Selang beberapa menit kemudian, aku minta pertanggungjawaban. Aku minta dirawat di Instalasi Gawat Darurat terdekat, yang lebih dikenal dengan istilah IGD. Kakakku seperti berat hati dengan permintaanku. Istri kakakku yang mengantarkan aku ke IGD. Sedangkan, kakakku lebih mementingkan urusan lain. Hatiku semakin hancur. Setiba di IGD, aku diintrogasi oleh perawat dan dokter, apa penyebab luka di kepalaku. Aku pun terpaksa membohongi mereka. Aku mengaku jatuh terpelanting di tangga. Mereka ragu dengan jawabanku. Aku pun berusaha meyakinkan mereka. Walau bagaimanapun, aku masih melindungi saudara kandungku. Akhirnya, lukaku dijahit oleh dokter bedah. Sepulang dari IGD, aku mengabadikan bajuku yang berlumuran darah dengan kamera smartphone.
Keesokan harinya, tidak ada tegur sapa dari kakakku. Aku berusaha mengawali komunikasi, tetapi kakakku tetap acuh tak acuh. Selang beberapa hari setelah lukaku sembuh, aku putuskan tinggal di indekos.

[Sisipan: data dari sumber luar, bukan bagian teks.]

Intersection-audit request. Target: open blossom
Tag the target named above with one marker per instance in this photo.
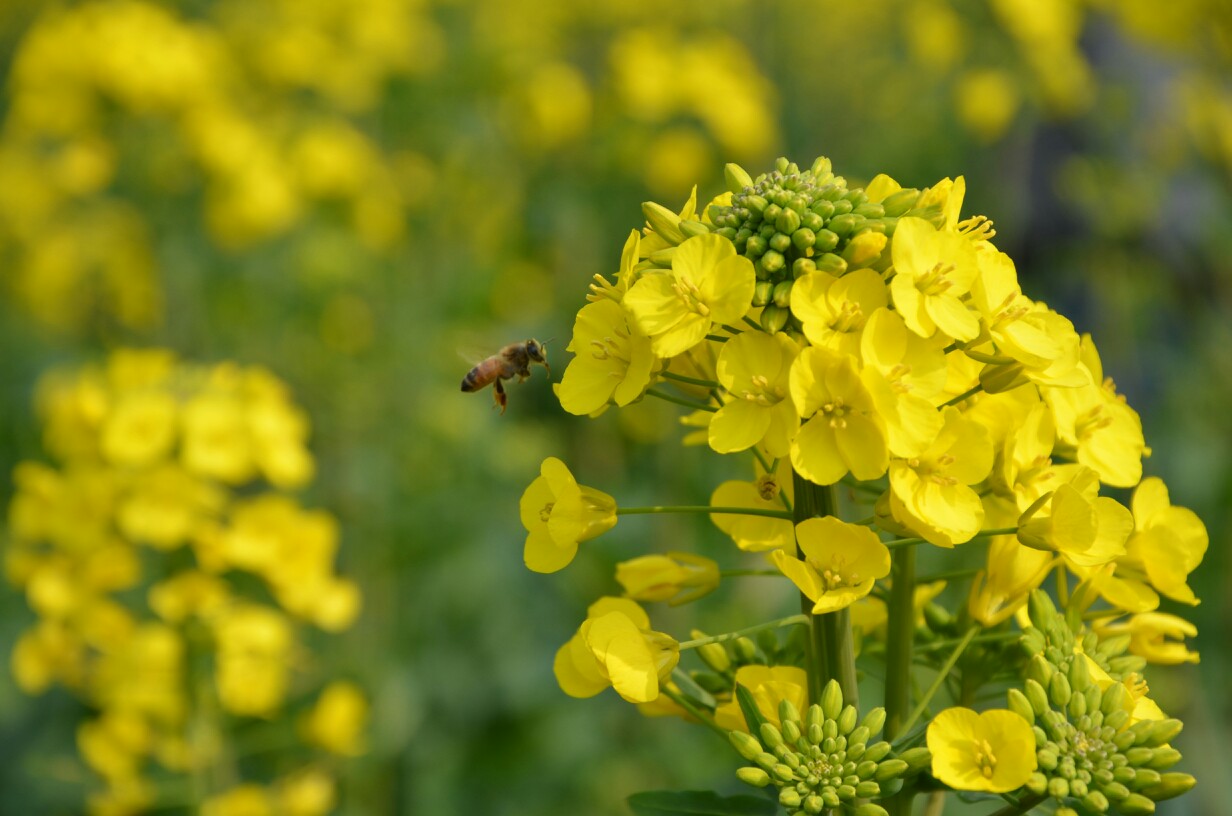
(992, 752)
(707, 284)
(616, 647)
(558, 514)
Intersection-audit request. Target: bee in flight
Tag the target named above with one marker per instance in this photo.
(514, 360)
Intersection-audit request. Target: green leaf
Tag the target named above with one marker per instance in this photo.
(753, 716)
(699, 803)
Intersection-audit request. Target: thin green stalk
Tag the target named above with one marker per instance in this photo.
(970, 392)
(702, 508)
(680, 401)
(705, 719)
(832, 647)
(790, 620)
(939, 681)
(693, 381)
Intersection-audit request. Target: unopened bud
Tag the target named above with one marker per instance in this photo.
(736, 178)
(754, 777)
(664, 222)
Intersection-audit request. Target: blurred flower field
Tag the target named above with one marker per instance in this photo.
(261, 555)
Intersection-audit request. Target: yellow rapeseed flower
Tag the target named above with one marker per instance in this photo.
(992, 752)
(558, 514)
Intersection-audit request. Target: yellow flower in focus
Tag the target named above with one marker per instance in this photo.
(558, 514)
(675, 577)
(992, 752)
(612, 364)
(769, 685)
(1156, 636)
(1097, 423)
(840, 563)
(1084, 528)
(930, 492)
(933, 270)
(243, 800)
(843, 432)
(707, 284)
(1003, 586)
(338, 720)
(1168, 541)
(757, 533)
(615, 646)
(834, 310)
(754, 369)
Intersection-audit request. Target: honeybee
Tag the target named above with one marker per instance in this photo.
(514, 360)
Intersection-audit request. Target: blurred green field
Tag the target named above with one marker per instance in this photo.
(365, 197)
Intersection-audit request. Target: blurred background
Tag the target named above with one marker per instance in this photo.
(346, 194)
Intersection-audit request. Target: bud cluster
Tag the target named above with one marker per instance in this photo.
(791, 222)
(1090, 756)
(824, 759)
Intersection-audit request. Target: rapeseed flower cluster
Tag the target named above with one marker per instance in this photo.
(173, 576)
(871, 338)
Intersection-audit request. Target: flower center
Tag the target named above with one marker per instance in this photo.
(690, 296)
(984, 758)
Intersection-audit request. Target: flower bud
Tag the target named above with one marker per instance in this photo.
(745, 745)
(664, 222)
(754, 777)
(1020, 705)
(736, 178)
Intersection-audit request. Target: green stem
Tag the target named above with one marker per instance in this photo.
(939, 681)
(790, 620)
(702, 508)
(680, 401)
(832, 647)
(705, 719)
(970, 392)
(693, 381)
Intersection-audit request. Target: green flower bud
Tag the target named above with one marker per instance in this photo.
(770, 736)
(736, 178)
(690, 228)
(761, 295)
(1136, 805)
(867, 789)
(1060, 690)
(1169, 785)
(789, 798)
(1020, 705)
(897, 204)
(874, 721)
(915, 758)
(803, 239)
(1036, 697)
(832, 700)
(745, 745)
(848, 719)
(782, 293)
(754, 777)
(1094, 801)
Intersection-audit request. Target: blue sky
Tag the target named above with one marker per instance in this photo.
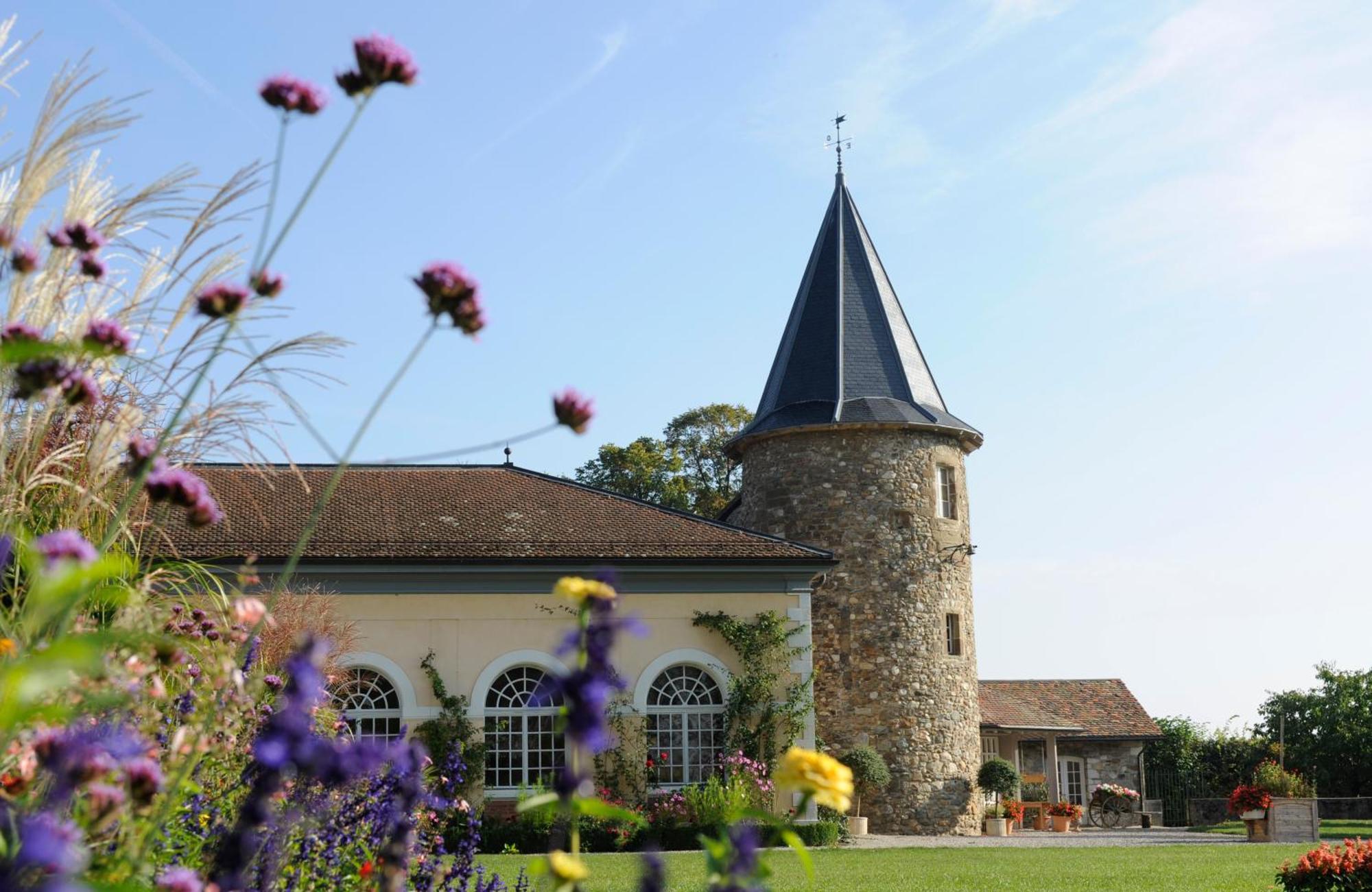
(1134, 241)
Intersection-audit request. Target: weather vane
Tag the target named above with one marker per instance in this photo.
(838, 142)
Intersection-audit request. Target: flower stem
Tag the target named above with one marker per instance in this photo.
(315, 182)
(271, 195)
(318, 514)
(137, 485)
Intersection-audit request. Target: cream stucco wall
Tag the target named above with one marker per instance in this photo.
(471, 631)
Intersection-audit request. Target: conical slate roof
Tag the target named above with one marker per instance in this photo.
(849, 354)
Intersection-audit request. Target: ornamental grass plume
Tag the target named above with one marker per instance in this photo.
(816, 775)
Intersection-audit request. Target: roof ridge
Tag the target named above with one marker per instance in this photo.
(666, 509)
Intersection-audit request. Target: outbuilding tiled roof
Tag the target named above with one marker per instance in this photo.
(464, 514)
(1075, 707)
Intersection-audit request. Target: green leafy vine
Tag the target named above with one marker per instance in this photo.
(764, 714)
(452, 729)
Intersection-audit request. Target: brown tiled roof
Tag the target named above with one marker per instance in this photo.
(1090, 707)
(470, 514)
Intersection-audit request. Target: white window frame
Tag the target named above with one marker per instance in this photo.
(543, 721)
(707, 716)
(953, 634)
(946, 485)
(370, 716)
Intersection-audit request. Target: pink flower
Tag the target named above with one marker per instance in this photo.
(109, 335)
(293, 94)
(267, 283)
(222, 298)
(576, 412)
(379, 61)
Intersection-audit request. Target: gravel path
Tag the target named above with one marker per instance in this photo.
(1045, 839)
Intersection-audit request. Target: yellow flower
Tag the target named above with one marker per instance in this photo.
(820, 775)
(567, 869)
(577, 589)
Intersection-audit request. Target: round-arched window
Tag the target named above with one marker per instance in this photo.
(368, 703)
(685, 725)
(523, 745)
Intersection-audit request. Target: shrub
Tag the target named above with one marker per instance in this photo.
(871, 773)
(998, 777)
(821, 833)
(1282, 782)
(1330, 869)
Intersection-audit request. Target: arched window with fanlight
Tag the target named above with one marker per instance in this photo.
(523, 745)
(685, 725)
(370, 703)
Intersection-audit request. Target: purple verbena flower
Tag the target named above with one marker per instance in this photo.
(106, 334)
(180, 880)
(50, 844)
(93, 265)
(267, 283)
(24, 258)
(573, 409)
(65, 545)
(79, 235)
(292, 94)
(379, 61)
(222, 298)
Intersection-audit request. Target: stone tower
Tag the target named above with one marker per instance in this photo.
(854, 450)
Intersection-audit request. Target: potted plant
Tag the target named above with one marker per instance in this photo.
(1015, 811)
(1064, 814)
(1001, 778)
(871, 775)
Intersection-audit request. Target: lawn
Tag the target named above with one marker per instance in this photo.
(1212, 867)
(1329, 829)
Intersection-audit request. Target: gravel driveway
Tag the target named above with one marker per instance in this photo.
(1045, 839)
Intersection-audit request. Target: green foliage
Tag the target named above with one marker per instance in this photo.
(452, 729)
(762, 715)
(871, 773)
(998, 775)
(687, 468)
(1281, 782)
(1329, 729)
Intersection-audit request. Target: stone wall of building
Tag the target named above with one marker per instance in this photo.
(883, 671)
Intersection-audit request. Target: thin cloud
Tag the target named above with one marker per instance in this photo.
(178, 64)
(611, 47)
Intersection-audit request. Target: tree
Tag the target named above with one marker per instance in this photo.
(687, 470)
(1329, 730)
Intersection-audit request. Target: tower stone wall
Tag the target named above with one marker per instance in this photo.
(884, 675)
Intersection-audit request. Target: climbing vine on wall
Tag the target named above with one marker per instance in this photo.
(452, 729)
(764, 714)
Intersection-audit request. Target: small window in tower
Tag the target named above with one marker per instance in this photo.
(947, 492)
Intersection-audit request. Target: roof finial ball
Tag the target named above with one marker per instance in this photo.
(855, 450)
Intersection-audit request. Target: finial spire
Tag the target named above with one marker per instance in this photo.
(838, 142)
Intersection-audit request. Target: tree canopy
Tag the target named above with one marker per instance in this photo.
(687, 468)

Di tempat itu aku jauh lebih tenang. Insomnia dan tekanan batinku ambyar di tempat berbayar. Aku tak mau tinggal bersama pemuja ART. Aku tak pernah mengharapkan harta peninggalan ayahku. Aku hanya ingin kebahagiaan dan ketenangan. Biarlah aku yang harus mengalah, meski aku tak pernah tahu apa salahku.